Photo: Valentine Bourrat |
Yogyakarta. Timipotu News. Butuh empat bulan untuk mempersiapkan kedatangan kami di Papua. Saya menghubungi puluhan LSM dan aktivis yang dikenal di Amerika Serikat, Inggris dan Australia. Mereka semua berbagi pendapat yang sama: tidak ada cara kita bisa membuat film dokumenter tentang perjuangan kemerdekaan Papua dengan visa jurnalis. Jika kita telah memutuskan untuk membuat permintaan, itu bisa diberikan. Tapi kita akan terpaksa berbohong tentang nyata subjek dokumenter Anda. Tidak ada kemungkinan bahwa pemerintah akan memberikan kita visa jurnalis untuk memenuhi pemberontak Papua di Kabupaten Jayapura, Raja Ampat, dan Jayawijaya. Mereka menunjuk seseorang dari polisi atau militer untuk mengikuti kami 24/7. Jadi satu-satunya pilihan kami adalah untuk memasuki Papua dengan visa turis. Itu ilegal sehingga situasi yang sangat stres. Tapi, seperti yang dialami wartawan, kita digunakan untuk dipaksa untuk menggunakan metode ini di negara yang membatasi akses ke pers. Kami juga menempatkan orang-orang yang kita temui. Tapi mereka semua bersedia mengambil risiko ini. Karena mereka yakin perjuangan mereka adalah adil.

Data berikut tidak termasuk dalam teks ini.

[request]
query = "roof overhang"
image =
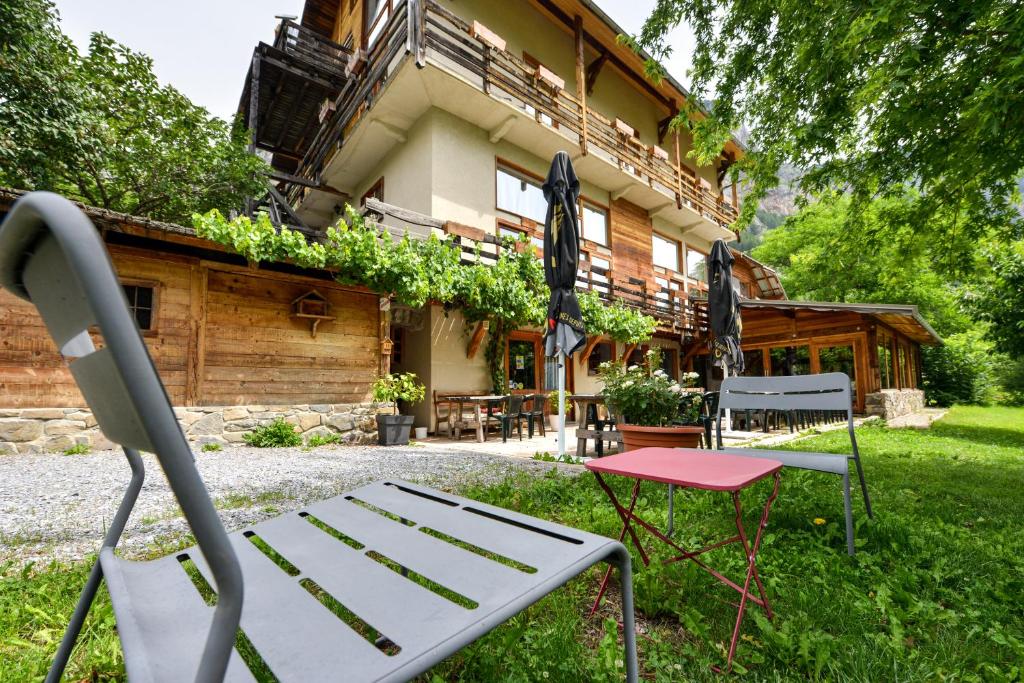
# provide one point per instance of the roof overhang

Kami mulai dokumenter kami di Raja Ampat, untuk menjelaskan bagaimana Tanah Papua yang telah tercemar dan dieksploitasi tanpa memperhatikan penduduk asli. Kami mengikuti nelayan yang menunjukkan kita kehancuran ekosistem laut. Para penduduk desa terkejut bahwa wartawan Perancis datang jauh-jauh ke pulau-pulau terpencil untuk menyelidiki tentang pertambangan nikel. Mereka semua ingin menunjukkan kepada kita lokasi bekas tambang, lubang besar yang menghancurkan setengah dari lanskap pulau surga kecil mereka. Kami tidur di desa dan menawarkan makanan. Atmosfer adalah sangat ramah.
Photo: PBB - HRC28 - Side Event (Rabu 18 Maret, 10-11: 30, Room XXIII) |
Kami kemudian bertemu polisi Papua Sorong dan difilmkan pertemuan para kepala daerah dari gerakan kemerdekaan. Orang meyakinkan kami bahwa tidak ada orang Indonesia akan datang untuk memata-matai karena sejak beberapa tahun, mereka ditoleransi semacam ini pertemuan. Semua orang sangat senang dan bangga melihat bahwa kami berada di sini untuk melaporkan perjuangan mereka untuk kemerdekaan. Kami merasa aman. Kami juga sempat bertemu kepala KNPB lokal (Komite Nasional Papua Barat, sebuah organisasi pemuda).
Ketika kami berada di tahanan, Kami mendengar bahwa Marthinus Yohame diculik dan dibunuh. Tubuhnya dibuang dan ditemukan pada tanggal 25 Agustus, di laut, di dalam karung dan tangan dan kakinya diikat. Wajahnya hancur berkeping-keping. Sebelum penculikan dan pembunuhan, ada rumor bahwa KNPB adalah untuk menaikkan bendera kemerdekaan Papua selama kunjungan Presiden Indonesia Susilo Bambang Yudhoyono di Raja Ampat pada bulan Agustus 2014.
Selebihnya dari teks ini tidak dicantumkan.